A trademark is a symbol that serves to notify a consumer of the source of a product, service, trade organization, or certification authority. Such marks are technically referred to, respectively, as trademarks, service marks, collective marks, and certification marks. However, trademark and mark are used to refer to all types of marks generally.
There are few limits on what can serve as a mark; for example, words, logos, slogan, letter, number, sound, color, or perhaps even a smell as long as it serves to identify source to consumers. Rights in a particular mark arise from use of the mark in commerce. Accordingly, a company that made extensive use of a slogan has rights in that slogan even if the company has not registered the slogan. However, registration provides certain significant advantages as discussed herein.
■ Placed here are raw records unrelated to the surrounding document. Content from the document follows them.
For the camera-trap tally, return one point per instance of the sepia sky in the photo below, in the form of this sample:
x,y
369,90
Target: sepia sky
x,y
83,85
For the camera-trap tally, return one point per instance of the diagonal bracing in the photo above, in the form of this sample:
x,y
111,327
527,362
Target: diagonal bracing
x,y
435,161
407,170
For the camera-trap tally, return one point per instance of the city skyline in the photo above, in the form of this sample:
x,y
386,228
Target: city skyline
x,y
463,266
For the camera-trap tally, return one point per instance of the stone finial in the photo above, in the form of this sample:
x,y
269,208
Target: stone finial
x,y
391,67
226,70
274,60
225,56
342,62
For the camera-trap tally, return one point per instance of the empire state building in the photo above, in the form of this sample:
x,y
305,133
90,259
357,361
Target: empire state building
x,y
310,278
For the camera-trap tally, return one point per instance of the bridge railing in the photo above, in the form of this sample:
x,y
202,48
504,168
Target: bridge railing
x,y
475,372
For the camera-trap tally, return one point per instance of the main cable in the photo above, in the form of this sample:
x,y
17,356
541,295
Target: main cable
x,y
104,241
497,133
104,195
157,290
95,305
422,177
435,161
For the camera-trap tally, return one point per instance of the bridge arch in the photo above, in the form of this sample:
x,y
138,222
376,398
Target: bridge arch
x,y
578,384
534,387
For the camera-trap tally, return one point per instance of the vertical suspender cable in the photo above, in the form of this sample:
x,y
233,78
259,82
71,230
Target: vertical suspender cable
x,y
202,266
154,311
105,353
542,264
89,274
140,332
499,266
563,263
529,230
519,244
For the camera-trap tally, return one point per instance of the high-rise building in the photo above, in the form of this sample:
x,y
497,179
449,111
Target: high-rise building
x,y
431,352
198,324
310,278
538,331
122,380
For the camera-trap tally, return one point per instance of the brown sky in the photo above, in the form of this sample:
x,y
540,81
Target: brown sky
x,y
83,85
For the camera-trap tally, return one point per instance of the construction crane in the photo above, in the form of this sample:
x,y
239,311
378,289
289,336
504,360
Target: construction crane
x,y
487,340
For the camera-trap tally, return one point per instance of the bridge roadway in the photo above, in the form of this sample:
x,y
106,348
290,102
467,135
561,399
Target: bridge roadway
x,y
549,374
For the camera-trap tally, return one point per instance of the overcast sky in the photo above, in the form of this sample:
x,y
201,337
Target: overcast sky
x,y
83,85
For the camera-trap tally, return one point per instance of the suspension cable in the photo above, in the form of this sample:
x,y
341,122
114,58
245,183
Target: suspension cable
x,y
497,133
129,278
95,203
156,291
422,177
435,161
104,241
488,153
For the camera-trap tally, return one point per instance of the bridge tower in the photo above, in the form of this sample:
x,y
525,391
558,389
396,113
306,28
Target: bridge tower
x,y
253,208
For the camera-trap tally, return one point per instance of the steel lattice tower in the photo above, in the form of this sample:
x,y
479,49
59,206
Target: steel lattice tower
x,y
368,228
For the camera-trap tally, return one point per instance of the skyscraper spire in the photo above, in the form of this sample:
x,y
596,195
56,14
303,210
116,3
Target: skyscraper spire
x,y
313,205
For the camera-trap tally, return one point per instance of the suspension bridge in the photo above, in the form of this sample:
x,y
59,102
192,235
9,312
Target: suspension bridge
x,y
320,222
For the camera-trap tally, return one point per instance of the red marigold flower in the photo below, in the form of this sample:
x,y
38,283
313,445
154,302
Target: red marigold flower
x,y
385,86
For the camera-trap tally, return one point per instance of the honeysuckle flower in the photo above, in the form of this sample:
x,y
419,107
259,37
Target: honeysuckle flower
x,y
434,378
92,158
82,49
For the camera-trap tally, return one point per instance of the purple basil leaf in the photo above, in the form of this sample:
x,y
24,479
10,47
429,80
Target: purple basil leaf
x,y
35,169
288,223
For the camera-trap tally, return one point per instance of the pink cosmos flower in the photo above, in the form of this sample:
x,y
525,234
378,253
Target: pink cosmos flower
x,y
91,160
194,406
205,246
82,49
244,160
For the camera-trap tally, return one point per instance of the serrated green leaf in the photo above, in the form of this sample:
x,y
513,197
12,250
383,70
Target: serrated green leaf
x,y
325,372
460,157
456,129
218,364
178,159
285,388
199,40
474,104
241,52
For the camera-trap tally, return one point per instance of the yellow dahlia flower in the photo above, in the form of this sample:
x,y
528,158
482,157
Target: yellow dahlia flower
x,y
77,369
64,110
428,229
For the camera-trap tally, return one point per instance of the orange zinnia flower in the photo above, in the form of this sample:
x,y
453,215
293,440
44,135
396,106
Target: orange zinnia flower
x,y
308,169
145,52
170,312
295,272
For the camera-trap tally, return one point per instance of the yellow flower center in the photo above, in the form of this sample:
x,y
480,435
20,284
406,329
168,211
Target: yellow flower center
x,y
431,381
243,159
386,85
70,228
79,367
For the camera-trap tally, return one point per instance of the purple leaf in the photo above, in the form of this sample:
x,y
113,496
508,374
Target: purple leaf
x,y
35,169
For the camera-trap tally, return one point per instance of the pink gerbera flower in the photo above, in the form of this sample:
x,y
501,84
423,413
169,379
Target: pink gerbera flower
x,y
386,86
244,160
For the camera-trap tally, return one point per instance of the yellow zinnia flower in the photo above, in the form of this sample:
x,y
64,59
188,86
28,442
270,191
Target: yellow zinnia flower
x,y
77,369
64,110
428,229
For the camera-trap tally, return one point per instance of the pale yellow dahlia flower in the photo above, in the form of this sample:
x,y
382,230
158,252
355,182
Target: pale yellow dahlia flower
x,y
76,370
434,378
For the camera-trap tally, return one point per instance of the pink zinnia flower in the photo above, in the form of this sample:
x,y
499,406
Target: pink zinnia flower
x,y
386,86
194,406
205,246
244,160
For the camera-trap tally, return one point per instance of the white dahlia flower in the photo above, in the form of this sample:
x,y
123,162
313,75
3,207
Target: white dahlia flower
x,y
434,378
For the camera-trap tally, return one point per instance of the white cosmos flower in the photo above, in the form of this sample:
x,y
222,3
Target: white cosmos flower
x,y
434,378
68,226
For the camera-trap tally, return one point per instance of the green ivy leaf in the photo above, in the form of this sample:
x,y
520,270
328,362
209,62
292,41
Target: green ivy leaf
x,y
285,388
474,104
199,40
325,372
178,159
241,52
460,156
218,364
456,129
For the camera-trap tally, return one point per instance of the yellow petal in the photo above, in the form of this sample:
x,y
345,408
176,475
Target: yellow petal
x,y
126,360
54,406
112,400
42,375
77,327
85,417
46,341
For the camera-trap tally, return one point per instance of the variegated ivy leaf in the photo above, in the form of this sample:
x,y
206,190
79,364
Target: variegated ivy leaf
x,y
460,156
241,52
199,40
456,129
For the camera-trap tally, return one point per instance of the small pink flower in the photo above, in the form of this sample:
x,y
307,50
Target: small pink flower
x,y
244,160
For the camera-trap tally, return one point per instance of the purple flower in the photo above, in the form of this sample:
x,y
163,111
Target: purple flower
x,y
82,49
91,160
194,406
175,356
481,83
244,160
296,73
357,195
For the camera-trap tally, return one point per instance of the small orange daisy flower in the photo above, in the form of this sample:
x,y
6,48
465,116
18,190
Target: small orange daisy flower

The underlying purpose of trademark law is to prevent consumer confusion; i.e., if a mechanic buys a set of tools that are labeled “Craftsman,” those tools should be genuine Craftsman product, and not a knockoff. Accordingly, to serve this underlying purpose, a trademark must be distinctive – an identifier that is generic or merely descriptive will generally not qualify as a trademark. Certain words or phrases are presumed to lack distinctiveness – for example, geographical locations, surnames, nonsensical words or combinations of letters and numbers, and very short marks are presumed to lack distinctiveness in certain countries. However, none of these are per se bars to obtaining a mark – even if a mark encompasses one or more of these traits, protection may still be obtainable.